There may be potential in the future; we’re keeping an eye on this space.

External reference counters

  • Theory: Looking up items requires writing to the refcount twice. Moving this to DRAM could save on perf. and device longevity.

  • Reality: Indirection is slow, 5% performance benefit at most. Possibly worth experimenting with.

screwed up refcounts

Since many items can be requested at the same time, hazard pointers and similar constructs would scale poorly for memcached. For the time being we are stuck with reference counting. Contrary to the ideas of some academic papers; the reference counters are not for locking or concurrency, but safety and correctness. Keys and values are copied to a client via scatter-gather networking. If a client is slow to read data, a long time can pass before an item’s memory is sent to a client. Without copy-on-write and reference counting, an item’s memory could be “deleted” and then re-used. The wrong data would then be sent to a client. A catastrophic bug.

One idea is if the keys and values of items are small enough there is a size cutoff point where simply copying the value into a buffer while the item is locked is faster than bumping the refcount twice. This is especially true as right now a full mutex lock is required to decrement the reference counter, though this may be fixed in the future.

Items do not carry their own mutexes: a separate smaller table of mutexes is checked and items with similar hash bits share mutexes. This table could be extended with an array of [POINTER,refcount] for each lock, expanded or contracted as necessary. If an item has no references, it would have no refcount memory. This could save two bytes per item.

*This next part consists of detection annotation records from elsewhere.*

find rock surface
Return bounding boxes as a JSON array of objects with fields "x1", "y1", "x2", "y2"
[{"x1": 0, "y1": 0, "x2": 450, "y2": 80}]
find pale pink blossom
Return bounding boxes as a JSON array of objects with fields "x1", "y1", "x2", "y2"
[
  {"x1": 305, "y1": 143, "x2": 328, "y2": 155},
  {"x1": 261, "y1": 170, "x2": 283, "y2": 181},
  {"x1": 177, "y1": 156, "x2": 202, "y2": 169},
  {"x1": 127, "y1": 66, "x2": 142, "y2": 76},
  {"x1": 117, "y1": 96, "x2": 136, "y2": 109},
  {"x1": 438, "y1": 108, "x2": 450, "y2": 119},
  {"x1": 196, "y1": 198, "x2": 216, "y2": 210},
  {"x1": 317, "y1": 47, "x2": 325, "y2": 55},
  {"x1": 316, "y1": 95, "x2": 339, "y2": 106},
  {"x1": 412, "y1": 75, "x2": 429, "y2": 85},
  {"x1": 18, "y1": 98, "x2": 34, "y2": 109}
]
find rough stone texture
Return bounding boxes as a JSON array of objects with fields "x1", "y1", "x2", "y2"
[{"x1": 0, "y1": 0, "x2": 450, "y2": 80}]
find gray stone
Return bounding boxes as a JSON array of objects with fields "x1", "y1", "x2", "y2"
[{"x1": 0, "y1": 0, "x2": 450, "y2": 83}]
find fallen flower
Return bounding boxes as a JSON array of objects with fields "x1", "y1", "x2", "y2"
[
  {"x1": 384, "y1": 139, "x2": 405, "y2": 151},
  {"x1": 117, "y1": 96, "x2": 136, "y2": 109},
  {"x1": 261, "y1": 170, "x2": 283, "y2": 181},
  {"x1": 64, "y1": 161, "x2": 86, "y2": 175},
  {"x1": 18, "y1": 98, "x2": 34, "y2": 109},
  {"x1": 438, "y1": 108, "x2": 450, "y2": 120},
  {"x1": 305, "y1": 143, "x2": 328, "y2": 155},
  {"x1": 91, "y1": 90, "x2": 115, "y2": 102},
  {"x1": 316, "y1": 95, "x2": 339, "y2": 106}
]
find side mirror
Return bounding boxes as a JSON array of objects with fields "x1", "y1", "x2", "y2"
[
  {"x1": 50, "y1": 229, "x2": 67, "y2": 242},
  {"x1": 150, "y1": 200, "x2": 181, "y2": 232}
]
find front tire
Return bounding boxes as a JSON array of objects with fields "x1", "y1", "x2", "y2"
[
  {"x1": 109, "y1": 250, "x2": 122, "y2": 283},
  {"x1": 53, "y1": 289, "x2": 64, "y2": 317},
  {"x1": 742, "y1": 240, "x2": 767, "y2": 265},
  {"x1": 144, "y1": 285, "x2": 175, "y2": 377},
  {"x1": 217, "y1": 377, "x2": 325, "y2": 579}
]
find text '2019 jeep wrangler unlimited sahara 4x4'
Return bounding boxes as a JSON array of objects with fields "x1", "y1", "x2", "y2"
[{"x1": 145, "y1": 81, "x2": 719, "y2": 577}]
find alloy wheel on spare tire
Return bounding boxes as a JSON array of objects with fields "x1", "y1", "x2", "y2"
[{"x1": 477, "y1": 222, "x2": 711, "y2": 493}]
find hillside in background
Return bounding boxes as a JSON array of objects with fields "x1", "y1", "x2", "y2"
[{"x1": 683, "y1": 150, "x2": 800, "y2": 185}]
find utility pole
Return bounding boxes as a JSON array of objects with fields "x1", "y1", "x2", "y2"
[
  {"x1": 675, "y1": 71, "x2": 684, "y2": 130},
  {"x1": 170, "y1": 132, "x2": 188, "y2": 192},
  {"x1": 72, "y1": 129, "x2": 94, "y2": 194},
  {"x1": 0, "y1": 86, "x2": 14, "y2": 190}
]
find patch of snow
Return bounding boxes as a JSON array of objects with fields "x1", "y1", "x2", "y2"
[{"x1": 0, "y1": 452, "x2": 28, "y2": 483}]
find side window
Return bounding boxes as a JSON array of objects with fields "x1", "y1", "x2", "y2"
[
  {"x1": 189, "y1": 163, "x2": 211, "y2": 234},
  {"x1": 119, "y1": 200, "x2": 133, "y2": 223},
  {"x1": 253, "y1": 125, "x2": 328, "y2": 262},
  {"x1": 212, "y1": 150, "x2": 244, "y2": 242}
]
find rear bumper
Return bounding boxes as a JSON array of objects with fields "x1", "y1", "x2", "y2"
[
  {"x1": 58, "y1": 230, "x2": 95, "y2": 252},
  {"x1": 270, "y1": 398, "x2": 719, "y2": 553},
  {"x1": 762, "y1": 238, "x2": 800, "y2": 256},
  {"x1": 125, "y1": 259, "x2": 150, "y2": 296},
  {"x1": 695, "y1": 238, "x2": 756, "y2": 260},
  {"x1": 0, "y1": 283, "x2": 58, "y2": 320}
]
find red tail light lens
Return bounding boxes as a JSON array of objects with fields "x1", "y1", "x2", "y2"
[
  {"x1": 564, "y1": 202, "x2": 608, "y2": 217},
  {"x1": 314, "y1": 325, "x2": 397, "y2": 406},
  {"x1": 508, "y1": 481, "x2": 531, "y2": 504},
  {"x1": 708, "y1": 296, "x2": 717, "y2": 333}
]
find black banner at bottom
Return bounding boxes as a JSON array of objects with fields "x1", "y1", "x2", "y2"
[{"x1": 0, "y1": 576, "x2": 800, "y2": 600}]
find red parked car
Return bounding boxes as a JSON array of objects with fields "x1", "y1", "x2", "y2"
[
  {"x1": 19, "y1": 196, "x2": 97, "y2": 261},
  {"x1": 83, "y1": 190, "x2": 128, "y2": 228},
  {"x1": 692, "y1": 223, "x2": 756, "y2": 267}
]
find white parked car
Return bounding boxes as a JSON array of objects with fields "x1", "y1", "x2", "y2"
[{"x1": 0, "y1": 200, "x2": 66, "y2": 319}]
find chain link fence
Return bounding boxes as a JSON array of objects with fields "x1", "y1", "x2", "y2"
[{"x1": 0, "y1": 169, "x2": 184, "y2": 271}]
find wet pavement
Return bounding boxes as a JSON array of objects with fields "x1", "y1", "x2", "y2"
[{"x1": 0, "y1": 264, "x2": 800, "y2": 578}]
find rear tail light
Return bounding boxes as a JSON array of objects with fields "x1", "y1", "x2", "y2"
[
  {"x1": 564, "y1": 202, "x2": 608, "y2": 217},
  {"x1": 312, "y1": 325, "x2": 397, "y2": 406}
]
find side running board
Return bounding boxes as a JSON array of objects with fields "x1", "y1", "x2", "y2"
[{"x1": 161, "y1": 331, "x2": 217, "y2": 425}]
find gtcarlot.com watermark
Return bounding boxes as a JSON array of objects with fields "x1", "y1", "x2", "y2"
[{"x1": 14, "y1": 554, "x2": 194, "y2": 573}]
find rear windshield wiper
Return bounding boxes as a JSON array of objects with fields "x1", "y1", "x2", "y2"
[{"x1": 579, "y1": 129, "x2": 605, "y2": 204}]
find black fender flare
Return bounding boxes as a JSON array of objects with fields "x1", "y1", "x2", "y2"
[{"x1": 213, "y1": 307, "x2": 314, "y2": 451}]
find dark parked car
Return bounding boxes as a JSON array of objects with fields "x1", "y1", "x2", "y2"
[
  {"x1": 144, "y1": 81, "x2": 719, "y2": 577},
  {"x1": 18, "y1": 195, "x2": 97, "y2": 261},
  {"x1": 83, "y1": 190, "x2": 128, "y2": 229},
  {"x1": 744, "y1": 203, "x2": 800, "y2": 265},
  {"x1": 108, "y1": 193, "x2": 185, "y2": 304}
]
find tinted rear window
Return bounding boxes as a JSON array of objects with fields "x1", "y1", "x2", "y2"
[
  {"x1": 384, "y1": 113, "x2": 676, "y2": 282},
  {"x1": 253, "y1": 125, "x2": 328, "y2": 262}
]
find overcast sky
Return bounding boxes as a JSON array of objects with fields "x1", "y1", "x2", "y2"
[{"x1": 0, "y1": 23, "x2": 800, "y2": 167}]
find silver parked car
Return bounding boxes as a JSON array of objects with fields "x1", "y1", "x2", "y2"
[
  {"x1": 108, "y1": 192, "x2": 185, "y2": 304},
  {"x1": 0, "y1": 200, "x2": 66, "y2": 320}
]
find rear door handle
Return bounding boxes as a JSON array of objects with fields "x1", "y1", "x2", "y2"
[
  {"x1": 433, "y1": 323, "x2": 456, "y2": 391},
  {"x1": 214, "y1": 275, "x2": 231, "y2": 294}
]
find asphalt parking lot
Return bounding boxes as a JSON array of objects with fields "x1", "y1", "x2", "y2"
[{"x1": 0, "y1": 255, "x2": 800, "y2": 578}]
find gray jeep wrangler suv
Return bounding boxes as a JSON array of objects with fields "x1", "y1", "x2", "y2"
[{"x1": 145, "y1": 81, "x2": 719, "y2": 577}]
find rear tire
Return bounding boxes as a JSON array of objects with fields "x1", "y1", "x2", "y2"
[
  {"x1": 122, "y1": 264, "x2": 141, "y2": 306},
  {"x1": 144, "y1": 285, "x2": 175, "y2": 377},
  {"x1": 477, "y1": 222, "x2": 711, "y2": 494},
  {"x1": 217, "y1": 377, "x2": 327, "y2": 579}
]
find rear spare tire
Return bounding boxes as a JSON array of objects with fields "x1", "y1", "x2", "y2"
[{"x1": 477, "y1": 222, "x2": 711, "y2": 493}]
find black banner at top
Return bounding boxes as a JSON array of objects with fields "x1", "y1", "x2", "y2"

This is a complex change, and the maximal impact is less than 5% performance and two bytes of memory. With an external reference counter we may be making more accesses to DRAM as well. In the end, an external reference counter in DRAM could be slower than accessing it inline to item metadata via PMEM.

Conclusions

The existing memcached works very well with PMEM. Improving performance will be challenging. Enough so that it might not be worth doing. This allows us to focus on features and stability without having to invest a lot of time in making the service “PMEM compatible”.

Still, we are early in the life of modern persistent memory. Currently our hashtable sits in RAM, but perhaps this could move into PMEM as well. Are there scenarios where even client connection buffers could simply use PMEM?

What other features have we been skipping or missing all this time just to save memory?